I based my edits on the suggestion and did not take it exactly as suggested.
Overall I think this hits the important points that were raised in the RFC. I'm not sure everything is doable, but it's healthy to have some "disregard for the impossible" early in a project :-)
I'd love to hear from others who want to contribute to this project, and see them sign off on this high-level plan.
llvm/docs/Proposals/LLVMLibC.rst | ||
---|---|---|
87 | Typo "offser offer" |
I still have big doubts about this. I fear this may have detrimental effect on the ecosystem at large.
(and i'm quite sure this is not just my personal opinion.)
At the very least, there should be some wording that will explicitly disallow lock-in into this library.
In particular, but not limited to, i'm worried about sanitizers, it may be really tempting to drop all the
interceptors and just say "just build against llvm-libc, just like you already do with libc++".
These opinions were clearly expressed in the RFC. I'm not sure what can be done about them. I'm not saying the concerns are invalid, just that I don't know what can be done to alleviate them.
At the very least, there should be some wording that will explicitly disallow lock-in into this library.
In particular, but not limited to, i'm worried about sanitizers, it may be really tempting to drop all the
interceptors and just say "just build against llvm-libc, just like you already do with libc++".
That seems odd for libc docs to do: the sanitizer folks have shown extreme willingness to be open, even collaborating with GCC folks. Some platforms like the BSDs have the libc as part of the system libraries. I simply can't imagine sanitizer people changing their approach based on what's been done before, including sanitizer people working on BSD-like platforms. @kubamracek WDYT?

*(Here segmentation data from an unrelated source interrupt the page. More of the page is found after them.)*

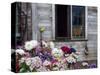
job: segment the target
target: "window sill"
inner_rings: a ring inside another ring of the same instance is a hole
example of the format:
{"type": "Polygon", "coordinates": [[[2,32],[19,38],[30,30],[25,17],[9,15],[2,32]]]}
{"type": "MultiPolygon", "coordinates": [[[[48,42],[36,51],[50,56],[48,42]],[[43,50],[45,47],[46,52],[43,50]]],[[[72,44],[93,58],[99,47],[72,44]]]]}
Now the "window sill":
{"type": "Polygon", "coordinates": [[[88,41],[88,39],[56,39],[53,40],[54,42],[81,42],[81,41],[88,41]]]}

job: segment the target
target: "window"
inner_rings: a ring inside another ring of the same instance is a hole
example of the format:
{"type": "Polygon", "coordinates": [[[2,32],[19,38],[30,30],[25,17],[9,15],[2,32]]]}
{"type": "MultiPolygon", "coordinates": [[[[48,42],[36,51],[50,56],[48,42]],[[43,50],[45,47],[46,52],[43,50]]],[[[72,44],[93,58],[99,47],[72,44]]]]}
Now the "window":
{"type": "Polygon", "coordinates": [[[72,37],[85,38],[85,7],[72,6],[72,37]]]}
{"type": "Polygon", "coordinates": [[[55,39],[85,39],[85,7],[55,5],[55,39]]]}

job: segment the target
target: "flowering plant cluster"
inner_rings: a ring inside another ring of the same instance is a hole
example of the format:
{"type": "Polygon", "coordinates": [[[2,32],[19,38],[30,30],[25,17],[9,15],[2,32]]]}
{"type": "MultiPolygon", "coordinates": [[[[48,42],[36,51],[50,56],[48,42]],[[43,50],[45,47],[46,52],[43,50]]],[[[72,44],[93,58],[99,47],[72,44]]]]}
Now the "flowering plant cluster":
{"type": "Polygon", "coordinates": [[[43,47],[37,40],[31,40],[16,50],[16,72],[66,70],[79,58],[74,48],[56,48],[52,41],[42,41],[42,44],[43,47]]]}

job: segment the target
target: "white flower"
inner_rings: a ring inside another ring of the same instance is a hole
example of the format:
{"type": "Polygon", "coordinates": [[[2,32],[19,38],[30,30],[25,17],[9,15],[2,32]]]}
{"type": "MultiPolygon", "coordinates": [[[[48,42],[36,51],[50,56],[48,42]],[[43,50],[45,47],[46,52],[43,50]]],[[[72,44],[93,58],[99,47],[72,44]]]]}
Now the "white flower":
{"type": "Polygon", "coordinates": [[[48,65],[51,65],[51,62],[50,62],[50,61],[45,60],[45,61],[43,62],[43,66],[48,66],[48,65]]]}
{"type": "Polygon", "coordinates": [[[52,50],[52,55],[53,55],[54,57],[56,57],[56,58],[60,58],[60,57],[63,56],[63,52],[62,52],[61,49],[54,48],[54,49],[52,50]]]}
{"type": "Polygon", "coordinates": [[[33,44],[30,41],[25,42],[25,49],[30,51],[33,49],[33,44]]]}
{"type": "Polygon", "coordinates": [[[45,41],[42,41],[43,47],[48,47],[48,44],[45,41]]]}
{"type": "Polygon", "coordinates": [[[24,55],[25,54],[24,50],[22,50],[22,49],[17,49],[16,53],[18,53],[20,55],[24,55]]]}
{"type": "Polygon", "coordinates": [[[26,65],[30,66],[32,64],[31,58],[26,58],[25,63],[26,63],[26,65]]]}
{"type": "Polygon", "coordinates": [[[51,48],[51,49],[53,49],[54,47],[55,47],[55,45],[54,45],[54,43],[51,41],[51,42],[49,42],[49,47],[51,48]]]}

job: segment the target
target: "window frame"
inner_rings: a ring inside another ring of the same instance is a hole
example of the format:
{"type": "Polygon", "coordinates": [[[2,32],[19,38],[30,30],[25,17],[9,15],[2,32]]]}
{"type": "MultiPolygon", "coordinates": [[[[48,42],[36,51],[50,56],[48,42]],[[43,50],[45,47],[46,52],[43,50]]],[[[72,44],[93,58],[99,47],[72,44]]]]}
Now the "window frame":
{"type": "MultiPolygon", "coordinates": [[[[55,5],[56,4],[53,4],[52,5],[52,38],[53,38],[53,40],[55,40],[55,41],[62,41],[62,40],[59,40],[59,39],[56,39],[56,32],[55,32],[55,5]]],[[[67,40],[65,40],[64,38],[65,37],[62,37],[62,39],[63,39],[63,41],[87,41],[87,7],[86,6],[84,6],[85,7],[85,38],[80,38],[80,39],[75,39],[75,38],[73,38],[73,35],[72,35],[72,6],[75,6],[75,5],[69,5],[70,6],[70,8],[71,8],[71,14],[70,14],[70,24],[71,24],[71,35],[70,35],[70,39],[67,39],[67,40]]]]}

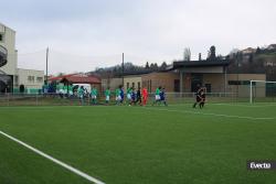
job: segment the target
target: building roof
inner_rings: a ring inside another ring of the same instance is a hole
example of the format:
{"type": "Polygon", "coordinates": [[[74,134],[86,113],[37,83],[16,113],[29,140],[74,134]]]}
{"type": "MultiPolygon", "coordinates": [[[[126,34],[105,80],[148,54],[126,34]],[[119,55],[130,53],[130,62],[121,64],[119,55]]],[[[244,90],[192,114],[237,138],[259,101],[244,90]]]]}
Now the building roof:
{"type": "Polygon", "coordinates": [[[61,82],[61,83],[71,83],[71,84],[100,84],[98,77],[85,74],[70,74],[59,77],[52,77],[49,80],[61,82]]]}
{"type": "Polygon", "coordinates": [[[209,67],[209,66],[227,66],[230,64],[226,59],[221,61],[190,61],[190,62],[173,62],[170,69],[178,69],[181,67],[209,67]]]}
{"type": "Polygon", "coordinates": [[[7,50],[0,45],[0,67],[7,64],[7,50]]]}

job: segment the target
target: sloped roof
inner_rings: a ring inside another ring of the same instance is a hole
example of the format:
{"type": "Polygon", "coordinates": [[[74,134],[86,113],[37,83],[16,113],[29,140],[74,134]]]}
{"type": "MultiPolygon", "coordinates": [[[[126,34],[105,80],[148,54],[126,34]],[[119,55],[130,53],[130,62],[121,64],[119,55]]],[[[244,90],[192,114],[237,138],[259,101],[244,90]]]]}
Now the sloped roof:
{"type": "Polygon", "coordinates": [[[173,67],[171,67],[171,69],[181,68],[181,67],[227,66],[229,64],[230,64],[230,62],[227,59],[173,62],[173,67]]]}
{"type": "Polygon", "coordinates": [[[59,77],[52,77],[49,80],[61,83],[66,82],[71,84],[100,84],[100,78],[85,74],[68,74],[59,77]]]}

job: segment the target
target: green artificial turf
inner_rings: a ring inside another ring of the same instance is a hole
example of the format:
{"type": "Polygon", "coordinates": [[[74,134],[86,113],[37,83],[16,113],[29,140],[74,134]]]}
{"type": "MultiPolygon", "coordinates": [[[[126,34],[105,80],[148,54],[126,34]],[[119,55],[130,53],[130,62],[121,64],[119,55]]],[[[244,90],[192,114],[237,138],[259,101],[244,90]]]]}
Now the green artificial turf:
{"type": "MultiPolygon", "coordinates": [[[[276,105],[0,107],[0,130],[107,184],[276,183],[276,105]],[[266,119],[267,118],[267,119],[266,119]]],[[[0,136],[0,183],[88,183],[0,136]]]]}

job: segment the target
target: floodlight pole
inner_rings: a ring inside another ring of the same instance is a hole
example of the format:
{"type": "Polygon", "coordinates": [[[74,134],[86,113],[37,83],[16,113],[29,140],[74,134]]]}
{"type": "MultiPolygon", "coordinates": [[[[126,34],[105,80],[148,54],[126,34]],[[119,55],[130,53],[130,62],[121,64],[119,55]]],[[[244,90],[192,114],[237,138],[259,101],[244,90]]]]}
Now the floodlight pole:
{"type": "Polygon", "coordinates": [[[49,58],[49,47],[46,48],[46,84],[47,84],[47,58],[49,58]]]}
{"type": "Polygon", "coordinates": [[[123,79],[123,87],[124,87],[124,73],[125,73],[125,55],[123,53],[123,57],[121,57],[121,79],[123,79]]]}
{"type": "Polygon", "coordinates": [[[251,80],[251,104],[253,102],[253,100],[252,100],[252,97],[253,97],[253,94],[252,94],[252,80],[251,80]]]}

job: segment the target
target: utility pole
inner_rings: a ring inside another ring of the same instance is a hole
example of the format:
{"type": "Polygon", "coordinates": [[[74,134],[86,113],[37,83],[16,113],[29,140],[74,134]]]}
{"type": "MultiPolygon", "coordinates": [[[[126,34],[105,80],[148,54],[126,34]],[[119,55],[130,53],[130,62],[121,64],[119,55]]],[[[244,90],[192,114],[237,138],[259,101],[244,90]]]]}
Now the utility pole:
{"type": "Polygon", "coordinates": [[[49,47],[46,48],[46,84],[47,84],[47,58],[49,58],[49,47]]]}
{"type": "Polygon", "coordinates": [[[124,73],[125,73],[125,56],[123,53],[123,57],[121,57],[121,79],[123,79],[123,87],[124,87],[124,73]]]}

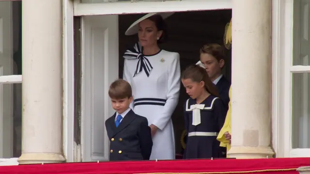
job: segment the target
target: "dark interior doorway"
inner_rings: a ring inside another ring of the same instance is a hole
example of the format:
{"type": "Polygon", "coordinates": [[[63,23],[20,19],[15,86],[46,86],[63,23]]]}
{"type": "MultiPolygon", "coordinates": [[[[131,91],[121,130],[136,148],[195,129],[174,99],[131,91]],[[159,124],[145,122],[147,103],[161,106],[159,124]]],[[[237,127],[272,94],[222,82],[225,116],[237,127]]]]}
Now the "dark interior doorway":
{"type": "MultiPolygon", "coordinates": [[[[138,36],[125,36],[125,31],[137,19],[145,14],[120,15],[119,26],[119,76],[123,76],[124,58],[126,49],[133,46],[138,36]]],[[[217,43],[223,45],[225,27],[232,18],[231,10],[175,13],[168,17],[168,42],[161,44],[161,48],[178,52],[180,56],[181,71],[187,66],[199,60],[199,49],[203,44],[217,43]]],[[[226,59],[222,73],[229,80],[231,78],[231,50],[226,50],[226,59]]],[[[174,129],[176,153],[183,151],[181,135],[184,131],[183,104],[188,96],[181,87],[179,103],[172,115],[174,129]]]]}

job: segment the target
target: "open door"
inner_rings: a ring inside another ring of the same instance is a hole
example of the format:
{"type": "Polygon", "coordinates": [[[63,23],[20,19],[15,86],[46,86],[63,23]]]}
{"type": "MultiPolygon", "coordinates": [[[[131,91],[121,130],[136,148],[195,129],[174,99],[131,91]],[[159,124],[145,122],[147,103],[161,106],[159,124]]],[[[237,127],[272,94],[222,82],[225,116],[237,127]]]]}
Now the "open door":
{"type": "MultiPolygon", "coordinates": [[[[12,2],[0,1],[0,76],[13,74],[12,2]]],[[[0,158],[13,156],[13,85],[0,83],[0,158]]]]}
{"type": "Polygon", "coordinates": [[[108,90],[118,78],[118,16],[83,16],[81,26],[82,160],[107,160],[105,121],[114,113],[108,90]]]}

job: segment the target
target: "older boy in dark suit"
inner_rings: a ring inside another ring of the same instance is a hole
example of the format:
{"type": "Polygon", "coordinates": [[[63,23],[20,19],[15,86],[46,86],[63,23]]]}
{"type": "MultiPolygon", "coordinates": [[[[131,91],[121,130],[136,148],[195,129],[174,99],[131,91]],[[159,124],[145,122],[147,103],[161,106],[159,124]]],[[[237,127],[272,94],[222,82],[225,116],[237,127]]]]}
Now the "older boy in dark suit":
{"type": "Polygon", "coordinates": [[[131,86],[124,80],[111,84],[108,90],[116,112],[106,121],[110,139],[110,161],[149,160],[153,141],[146,118],[129,107],[133,101],[131,86]]]}

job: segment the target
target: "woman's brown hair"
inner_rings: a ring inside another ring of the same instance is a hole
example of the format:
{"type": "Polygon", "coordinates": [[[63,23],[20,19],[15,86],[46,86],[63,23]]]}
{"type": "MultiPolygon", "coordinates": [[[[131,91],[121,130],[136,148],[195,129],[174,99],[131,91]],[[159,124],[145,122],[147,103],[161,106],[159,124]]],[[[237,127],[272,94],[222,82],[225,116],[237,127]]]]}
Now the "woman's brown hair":
{"type": "Polygon", "coordinates": [[[200,54],[208,54],[212,55],[218,61],[225,60],[225,49],[222,46],[217,44],[210,44],[203,45],[200,48],[200,54]]]}
{"type": "Polygon", "coordinates": [[[167,42],[168,39],[168,35],[167,33],[167,25],[166,22],[160,15],[154,15],[151,17],[149,17],[147,19],[149,19],[155,23],[155,25],[158,31],[162,31],[163,33],[157,41],[158,44],[163,44],[167,42]]]}
{"type": "Polygon", "coordinates": [[[193,82],[200,83],[203,81],[204,82],[205,89],[215,96],[219,97],[218,91],[214,84],[211,82],[209,78],[205,69],[198,65],[191,65],[183,72],[182,75],[182,79],[191,79],[193,82]]]}

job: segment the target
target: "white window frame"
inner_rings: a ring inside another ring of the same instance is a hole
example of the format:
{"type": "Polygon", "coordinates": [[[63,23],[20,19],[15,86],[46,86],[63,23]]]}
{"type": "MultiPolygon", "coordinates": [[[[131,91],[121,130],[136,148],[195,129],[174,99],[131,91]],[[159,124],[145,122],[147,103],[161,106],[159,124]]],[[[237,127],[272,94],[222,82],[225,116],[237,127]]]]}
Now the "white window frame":
{"type": "Polygon", "coordinates": [[[62,0],[62,78],[63,153],[68,162],[79,162],[75,155],[78,149],[74,140],[74,40],[73,0],[62,0]]]}
{"type": "Polygon", "coordinates": [[[280,158],[310,154],[309,148],[292,145],[293,73],[310,72],[310,66],[293,65],[293,8],[294,0],[273,0],[273,145],[280,158]]]}
{"type": "Polygon", "coordinates": [[[134,14],[232,9],[232,0],[176,0],[145,2],[80,3],[74,1],[74,15],[134,14]]]}

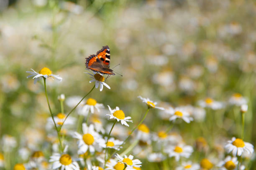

Really libc docs are a bad place to legislate how the sanitizer (a different sub-project) do things.
libc++ has no such wording either.
It is hard to address a blanket statement like this. If you have specific concerns, I will be glad to address them. I have tried my best to address most concerns raised on the llvm-dev thread. Not just me, other experienced LLVM contributors (who aren't related to this proposal or project) have pitched in to show case LLVM's track record in working with other communities like GCC.
If you have new concerns, or find that I have missed addressing something on the llvm-dev thread, feel free to bump it up. I will be glad to answer.
llvm/docs/Proposals/LLVMLibC.rst | ||
---|---|---|
87 | "llvm-libc" is used elsewhere in this document, this is the only instance of "LLVM-libc", I'd use the uniform lowercase spelling. |
Did you build these docs locally? (Honestly asking -- I'm wondering if there's something about my local setup that's overly strict, I see doc errors too frequently). I'm getting errors running ninja docs-llvm-html:
~/src/llvm-project/llvm/docs/Proposals/LLVMLibC.rst:document isn't included in any toctree
This should be added somewhere to llvm/docs/index.rst, or ignored with :orphan: at the top of this file.
I have only been running rst2html on this new file. A sphinx bot has also pointed me to this error. Will fix soon.
Hello all,
Since we already have plain libc++, libc++abi and libunwind, why adding a llvm- prefix in front of libc? Just be consistent with our already available names. I think there is no need to name the project "llvm-libc".
I'd drop this part: "llvm-libc is effectively C11 and upwards conformant."
I think it's mostly true, but not worth promising.
I do wonder: will it require passing -std=c17 or later? That's mostly how libc++ works: the C++17 library features require C++17 language.